Even some of our ancestors who got parenting right didn’t always understand why their methods worked, they were simply following what had been done before them. But that made those traditions fragile. When anti-family messaging, selfish individualism, and pop culture began eroding those norms in the mid-20th century, people didn’t know how to defend or adapt what they had inherited. The result was generational collapse. Beginning with the Boomers, many parents simply stopped passing on core values—not because they were malicious, but because they didn’t know how to. That number has only grown with each passing generation. That’s not your fault. But it is your job to break that cycle.
If you weren’t raised right yourself, you’re not alone. Many of us carry wounds from our own childhoods, gaps, hurts, or confusion about what love, safety, or responsibility really looks like. Here’s the truth: even if you're functioning well in life, holding a job, maintaining relationships, managing responsibilities, there may still be pieces missing inside you if you weren’t fully fathered or mothered.
Those missing parts often stay quiet until parenting brings them to the surface. Suddenly, your child needs something you never received, and you’re left feeling unsure, exposed, even embarrassed.
That experience doesn’t make you broken. It makes you normal. It doesn’t mean you’re failing, it means you’re growing and hitting the limits of your knowlege. The truth is, most of us don’t grow until life demands it. And becoming a parent demands it.
Feeling unprepared in those moments is common, but it’s also an invitation. An invitation to re-parent yourself while you parent your child. To become the parent you needed, and in doing so, become the parent your child needs now.
And yes, it can be deeply humbling to feel competent in so many areas of life—but suddenly helpless in your own emotional regulation, your marriage, or your relationship with your kids. But reaching out for help in those areas isn’t a sign of weakness. It’s a sign that you’re doing the real work. It’s a mark of strength. The best parents aren’t the ones who think they’ve got it all figured out, they’re often the ones doing the most damage. The best parents are the ones who are learning, adapting, and trying every day to get better.
That’s the path. You don’t need to have every issue resolved before you begin, just stay a little ahead of your child’s needs. That’s enough. That’s parenting.
That’s why this generation has to do something different. We have to not only do better, but understand why it works, so we can teach it. Parenting can’t just be instinct. It must become conscious, deliberate, and transmittable. One simple way to start is by taking notes, literally. Write down what works, what doesn't, what you learn from others, and what you discover through experience. Especially note the principles behind why something works. Then pass those notes on to your children when the time comes. This is how we rebuild the chain of wisdom, so they don’t have to start from scratch like so many of us did.
Parenting is not about perfection. It’s about constant growth.

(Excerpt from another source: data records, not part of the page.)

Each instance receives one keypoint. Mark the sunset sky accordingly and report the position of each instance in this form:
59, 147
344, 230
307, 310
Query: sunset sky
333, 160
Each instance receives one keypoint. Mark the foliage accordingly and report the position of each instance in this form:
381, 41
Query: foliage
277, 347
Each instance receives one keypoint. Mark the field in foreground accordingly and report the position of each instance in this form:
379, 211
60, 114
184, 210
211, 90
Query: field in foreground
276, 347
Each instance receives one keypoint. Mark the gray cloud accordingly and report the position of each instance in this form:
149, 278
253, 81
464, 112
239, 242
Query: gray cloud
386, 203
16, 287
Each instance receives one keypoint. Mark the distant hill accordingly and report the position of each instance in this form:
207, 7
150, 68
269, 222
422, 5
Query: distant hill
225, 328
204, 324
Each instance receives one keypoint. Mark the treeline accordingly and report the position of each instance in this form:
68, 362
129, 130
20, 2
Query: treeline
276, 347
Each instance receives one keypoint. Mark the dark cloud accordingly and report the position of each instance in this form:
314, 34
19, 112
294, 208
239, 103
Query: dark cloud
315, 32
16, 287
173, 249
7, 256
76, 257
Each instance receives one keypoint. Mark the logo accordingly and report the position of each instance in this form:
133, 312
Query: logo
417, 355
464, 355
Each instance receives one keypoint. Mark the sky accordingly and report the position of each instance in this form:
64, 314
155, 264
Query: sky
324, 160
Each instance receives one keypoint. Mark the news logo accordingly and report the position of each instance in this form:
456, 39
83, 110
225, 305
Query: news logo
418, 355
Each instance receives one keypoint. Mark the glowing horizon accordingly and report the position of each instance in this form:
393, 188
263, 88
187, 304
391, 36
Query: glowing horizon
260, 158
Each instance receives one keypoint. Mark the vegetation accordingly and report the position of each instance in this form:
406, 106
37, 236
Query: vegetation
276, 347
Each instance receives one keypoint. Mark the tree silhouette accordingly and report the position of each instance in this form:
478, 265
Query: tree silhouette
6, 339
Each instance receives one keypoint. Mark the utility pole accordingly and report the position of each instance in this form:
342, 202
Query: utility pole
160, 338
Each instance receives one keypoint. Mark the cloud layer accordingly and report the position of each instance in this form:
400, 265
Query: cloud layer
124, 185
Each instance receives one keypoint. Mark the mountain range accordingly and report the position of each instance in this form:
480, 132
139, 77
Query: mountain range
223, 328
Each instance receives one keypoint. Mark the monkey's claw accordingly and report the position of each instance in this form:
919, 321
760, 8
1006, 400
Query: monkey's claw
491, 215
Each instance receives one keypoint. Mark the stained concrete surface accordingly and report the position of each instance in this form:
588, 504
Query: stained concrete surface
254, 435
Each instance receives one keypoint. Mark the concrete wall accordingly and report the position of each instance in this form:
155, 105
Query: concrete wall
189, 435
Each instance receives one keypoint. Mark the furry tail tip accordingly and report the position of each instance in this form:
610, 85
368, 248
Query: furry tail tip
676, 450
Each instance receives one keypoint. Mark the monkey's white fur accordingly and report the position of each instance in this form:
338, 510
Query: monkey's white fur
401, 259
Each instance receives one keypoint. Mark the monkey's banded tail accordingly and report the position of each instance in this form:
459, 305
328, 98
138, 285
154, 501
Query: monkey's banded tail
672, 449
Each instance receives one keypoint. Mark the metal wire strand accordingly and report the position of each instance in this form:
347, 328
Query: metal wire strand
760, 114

If you’re stuck, don’t wait. Send me a message. Tell me what’s going on. If it’s simple, I’ll point you to something I’ve already written, or I’ll write a new post about it. If it’s more complex, we can set up a time to talk. Either way, I’ll protect your privacy, and I’ll help. That’s what I’m here for.
If we want strong communities, healthy families, and a better world for our grandchildren, it starts with us, right now, with how we raise our children today.
You don’t have to be perfect. You just have to be intentional. Because when you’re parenting with the next generation in mind, you’re not just raising a child. You’re building a legacy.